On 09/19/2017 05:58 PM, Christoph Hellwig wrote:
On Tue, Sep 19, 2017 at 08:27:05AM -0400, Brian Foster wrote:
Please advise, is this a known bug? When can it happen? Is there a way
to work it around to avoid blocking?
I'm not sure how either could be considered a bug based on the stack
trace information alone. Allocations may require reading metadata and
reads are synchronous. This all seems like pretty basic filesystem
behavior.
I suppose performance may be a separate question. For the latter issue,
I'd be curious whether leaving more free space available in the
filesystem would help avoid running into busy extents. Perhaps having
more memory and thus a larger buffer cache for btree blocks could help
mitigate the former issue..? The deterministic workaround for both is to
preallocate the associated file.
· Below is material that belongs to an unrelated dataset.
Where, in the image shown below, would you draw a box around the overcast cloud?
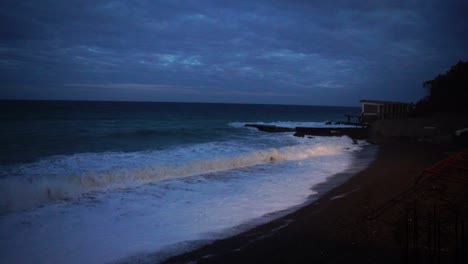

If the file would be too large, another
option may be to set an extent size hint to allocate the file in larger
chunks and amortize the cost of the allocations over multiple writes.
Note that Linux 4.13 and later support a RWF_NOWAIT flag, that will
return -EAGAIN from io_submit for these conditions so they can be
handled by a thread pool.
Note that until a few years ago we performed all allocations from
a workqueue, this was changed by:
commit cf11da9c5d374962913ca5ba0ce0886b58286224
Author: Dave Chinner <dchinner@xxxxxxxxxx>
Date: Tue Jul 15 07:08:24 2014 +1000
xfs: refine the allocation stack switch
to only defer btree splits to a workqueue. With that previous scheme
there might have been an option to defer AIO allocations to a workqueue,
but the main issue with that is that the worker thread which is then
going to do the actual data transfer would have to "borrow" the
mm_struct from the submitter. That's the primary reason why something
like that was never implemented in mainline Linux.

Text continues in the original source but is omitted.